Trainer Alen Velcic schickte neben Kapitän Chris Frazier, Spielmacher David Cohn, Raiquan Clark und Rückkehrer Justin Pierce erstmals Adrian Bergmann in der Startformation aufs Feld. David Cohn markierte mit einem Distanzwurf die ersten Zähler der Partie. Doch die Teckstädter antworteten mit einem schnellen 7:0-Lauf.

Auch nach einer Auszeit der Schwenninger dauerte es eine Weile, bis sich die Mannschaft neu sortiert hatte. Zwar kamen die Panthers durch Punkte von Pierce und Frazier wieder in Schlagdistanz. Doch drei aufeinanderfolgende Treffer der Kirchheimer aus der Distanz sorgten für eine frühe Zehn-Punkte-Führung der Gastgeber (18:8).

Angeführt von Ex-Knight Justin Pierce antworteten die Schwenninger ihrerseits mit zehn Zählern in Serie. Besnik Bekteshi sorgte mit einem verwandelten Freiwurf für die hauchdünne 19:18-Führung der Knights zum Viertelende. Die zweiten zehn Minuten gestalteten sich ausgeglichen.

In einem recht zerfahrenen Spiel, in dem die Kirchheimer nun weniger treffsicher von jenseits der Dreipunktelinie agierten, wechselte die Führung einige Male. Die Panthers sorgten mit Dunks von Isemann und Pierce für einige Highlights. Durch zwei verwandelte Distanzwürfe gelang es den Kirchheimern die Partie bis zur Halbzeit auszugleichen (34:34).

Auch im 3. Viertel wechselte die Führung einige Male. Kirchheim zeigte sich weiter harmlos aus der Distanz, schaffte es aber, sich durch einige Offensivrebounds zweite Wurfchancen zu erarbeiten und zu einfachen Punkten kommen. Die Schwenninger fanden aber immer wieder gute Antworten in der Offensive.

Im Schlussabschnitt gelang es den wiha Panthers dann die entscheidenden Akzente zu setzen. Panthers-Kapitän Chris Frazier brachte sein Team durch zwei verwandelte Dreipunktewürfe erstmals etwas deutlicher in Führung (63:57).
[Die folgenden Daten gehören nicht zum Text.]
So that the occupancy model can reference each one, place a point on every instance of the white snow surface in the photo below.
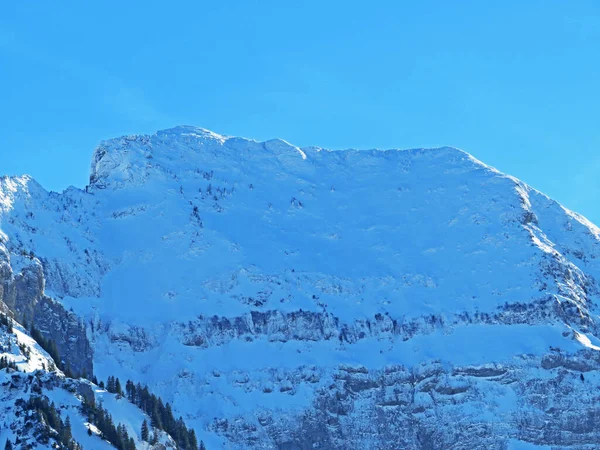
(185, 225)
Raiquan Clark setzte sich einige Male in der Zone gut durch, David Cohn dirigierte das Spiel der Schwenninger und Till Isemann ließ mit viel Power einen heftigen „Alley-Oop Dunk“ durch die Reusen fliegen.

Als ausgerechnet der ehemalige Kirchheimer Justin Pierce knapp zwei Minuten vor Ende der Partie einen Dreipunktewurf mit Foul versenkte und so vier Zähler in einem Angriff erzielte, war bereits eine Vorentscheidung gefallen (75:65). Die Panthers sicherten in der Schlussminute souverän den Auswärtserfolg in Kirchheim und holten sich verdient ihren vierten Saisonsieg im sechsten Ligaspiel.

Bereits am kommenden Freitag steht für die wiha Panthers das nächste Auswärtsspiel auf dem Programm. Am Freitag, 5. November, gastieren die Schwenninger wiha Panthers bei den Uni Baskets Paderborn, die nach einem guten Saisonstart zuletzt zwei Niederlagen hinnehmen mussten (20 Uhr).

Statistik:

VfL Kirchheim Knights – wiha Panthers Schwenningen 72:78 (19:18, 15:16, 19:21, 19:23).

Für die wiha Panthers spielten: Justin Pierce (24 Punkte), Chris Frazier (17), David Cohn (14 Punkte, 11 Assists), Raiquan Clark (11 Punkte, 7 Rebounds), Till Isemann (8), Leon Hoppe (2), Adrian Bergmann (2), Kelvin Okundaye und Malik Kudic.